Pandrol’s innovative VERSE® system offers a non-destructive method for measuring the stress-free temperature of rails. Introduced in 2000, it is already enhancing safety, efficiency and cost-effectiveness across railways worldwide.
Increases and decreases in temperature cause rails to lengthen and shorten. The rail fastenings, sleepers and ballast are all designed to prevent expansion and contraction, so temperature changes result in the rail going into compression when the temperature rises and into tension when the temperature falls. If there is excess compression, the track will buckle. If there is excess tension, the rail will break (usually at a weld, where the rail is weakest).
Stress-free (or neutral) temperature is the point at which the rail is not in tension or compression. The track engineer identifies the stress-free temperature – usually 5° or so above the mid-point between the lowest and highest temperature the rail is likely to reach. Rail companies then need to monitor the stress-free temperature of the rail to identify risks, plan effective maintenance and maintain safety and operating performance.
The VERSE® system – developed jointly by Pandrol and AEA Technology – is an accurate, non-destructive method of stress-free temperature measurement. As there is no need to cut the rail, it takes much less time than traditional approaches, at less than 5% of the cost.
Taking a measurement involves unclipping around 30 m of track. The VERSE® equipment incorporates a clamp to the rail head, which allows the rail to be lifted to 10 kN (monitored by a load transducer). The system then deflects the rail and a displacement transducer logs the load and displacement at regular increments, accurately measuring the force and displacement profile of the deflection. The higher the tension in the rail, the more force will be required to deflect it.
Output from the transducers is routed to a handheld computer and combined with other data, including ambient rail temperature, rail profile and height of the rail (so that rail head wear and rail grinding can be taken into account). The VERSE® software then uses this data to return an instant stress-free temperature trackside, with a high level of accuracy. The data files are stored on the handheld computer and can be downloaded to PC software for further analysis.
The VERSE® equipment is simple and efficient to use. Preparation is minimal – there is no need to know the inherent stress and stress history of the length of rail, and measurements do not need to be taken at different rail temperatures. The rail temperature at the time of measurement needs to be lower than the stress-free temperature, which makes VERSE® ideal for use at night and early in the morning. The user inputs critical data into the handheld computer and is guided through the rail deflection process.

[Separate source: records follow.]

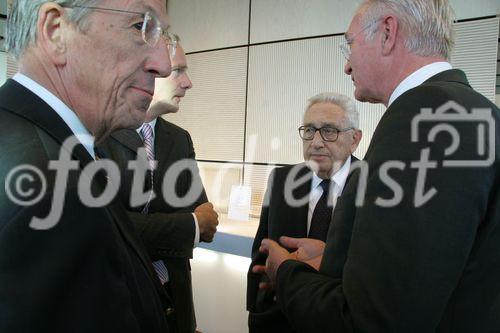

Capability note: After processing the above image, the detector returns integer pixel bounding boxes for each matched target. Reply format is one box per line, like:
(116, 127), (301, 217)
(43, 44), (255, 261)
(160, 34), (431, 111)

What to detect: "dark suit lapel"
(110, 128), (143, 154)
(287, 165), (311, 238)
(111, 118), (175, 178)
(154, 117), (175, 174)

Typical testing time is 20 to 30 minutes for an experienced crew, depending on the type of rail fastening.
VERSE® is now in use in over 25 countries worldwide. By identifying immediate problems, the system has prevented many unnecessary re-stressing operations and enabled the correction of high-risk situations that would have been missed in the past. In the longer term, it is improving rail companies’ understanding of the effects of time, traffic, maintenance, weather cycling and track component condition.

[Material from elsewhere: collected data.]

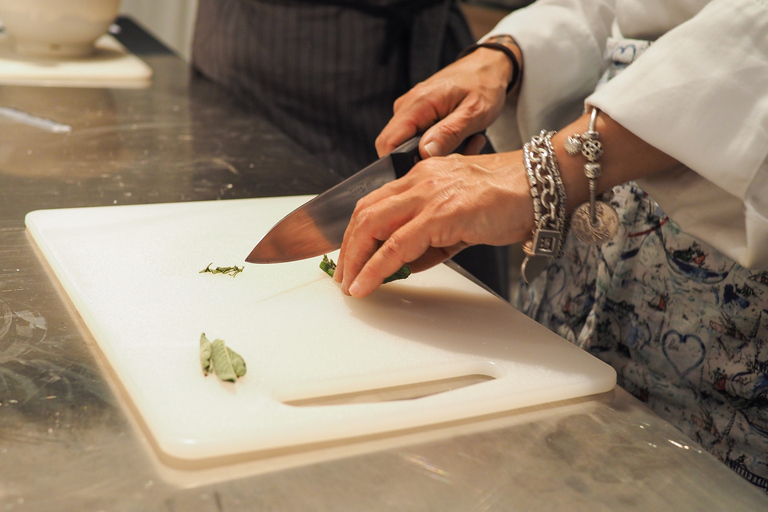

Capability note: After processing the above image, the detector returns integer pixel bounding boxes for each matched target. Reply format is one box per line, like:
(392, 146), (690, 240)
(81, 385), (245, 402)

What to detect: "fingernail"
(348, 281), (361, 297)
(424, 141), (442, 157)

Some VERSE® users in the UK have taken as many as 1,000 measurements in a matter of weeks, giving them new insight into the state of their track and providing valuable information to improve standards and procedures. In some cases, problems have been identified at up to 30% of sites measured, including significant differences of stress between rails in the same track and large variations between sections only 400 m apart. On one newly-laid track, more than 5% variation was found between one rail and the other.
Canadian National Railways have used VERSE® to study the effect on stress-free temperature of ballast cleaning machines and other mechanical track maintenance procedures. Dallas Area Rapid Transit have used VERSE® to check brand new track before commissioning and found problems with previously used stressing techniques. One company has used VERSE® in conjunction with a tamper to correct the stress-free temperature through a curve. The tamper moves the curve outward to put the tension back and measurements are checked with VERSE®. This is reported to make considerable savings compared to conventional de-stressing.
Looking to the future, it is clear that VERSE® has a key role to play in enabling railways worldwide to become more efficient, cost-effective and, above all, safer.